Nevertheless most work in fighting bad data quality is done as downstream cleansing and not at least the deployment of data quality tools is made downstream were tools outperforms manual work in heavy duty data profiling and data matching as explained in the post Data Quality Tools Revealed.
In my experience the top 5 reasons for doing downstream cleansing are:
1) Upstream prevention wasn’t done
This is an obvious one. At the time you decide to do something about bad data quality the right way by finding the root causes, improving business processes, affect people’s attitude, building a data quality firewall and all that jazz you have to do something about the bad data already in the databases.
2) New purposes show up
Data quality is said to be about data being fit for purpose and meeting the business requirements. But new purposes will show up and new requirements have to be met in an ever changing business environment. Therefore you will have to deal with Unpredictable Inaccuracy.
3) Dealing with external born data
Upstream isn’t necessary in your company as data in many cases is entered Outside Your Jurisdiction.

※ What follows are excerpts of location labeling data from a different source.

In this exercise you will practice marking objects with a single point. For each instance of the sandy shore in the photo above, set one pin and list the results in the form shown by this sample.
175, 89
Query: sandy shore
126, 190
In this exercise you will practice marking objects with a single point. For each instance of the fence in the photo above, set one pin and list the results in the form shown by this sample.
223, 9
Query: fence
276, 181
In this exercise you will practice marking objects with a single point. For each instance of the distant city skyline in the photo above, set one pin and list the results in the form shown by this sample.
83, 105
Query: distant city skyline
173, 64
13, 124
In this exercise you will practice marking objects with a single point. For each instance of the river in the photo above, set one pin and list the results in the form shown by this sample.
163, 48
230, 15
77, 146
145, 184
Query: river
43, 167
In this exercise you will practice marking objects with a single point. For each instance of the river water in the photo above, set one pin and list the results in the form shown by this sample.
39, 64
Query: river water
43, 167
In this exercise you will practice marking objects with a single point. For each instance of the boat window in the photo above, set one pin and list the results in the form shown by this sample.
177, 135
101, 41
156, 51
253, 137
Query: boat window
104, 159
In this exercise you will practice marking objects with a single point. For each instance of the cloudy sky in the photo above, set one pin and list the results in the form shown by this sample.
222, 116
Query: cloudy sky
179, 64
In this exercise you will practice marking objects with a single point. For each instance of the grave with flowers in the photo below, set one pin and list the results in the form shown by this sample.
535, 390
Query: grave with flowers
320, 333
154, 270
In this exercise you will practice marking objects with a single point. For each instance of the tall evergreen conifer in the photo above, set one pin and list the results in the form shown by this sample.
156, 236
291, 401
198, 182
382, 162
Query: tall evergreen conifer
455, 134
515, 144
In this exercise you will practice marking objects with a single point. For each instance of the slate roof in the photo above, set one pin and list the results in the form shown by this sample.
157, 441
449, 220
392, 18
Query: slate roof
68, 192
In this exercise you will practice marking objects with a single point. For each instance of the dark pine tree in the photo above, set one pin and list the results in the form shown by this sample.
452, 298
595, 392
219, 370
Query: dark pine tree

4) A merger/acquisition strikes
When data from two organizations having had different requirements and data governance maturity is to be merged something has to be done. Some of the challenges are explained in the post Merging Customer Master Data.
5) Migration happens
Moving data from an old system to a new system is a good chance to do something about poor data quality and start all over the right way and oftentimes you even can’t migrate some data without improving the data quality. You only have to figure out when to cleanse in data migration.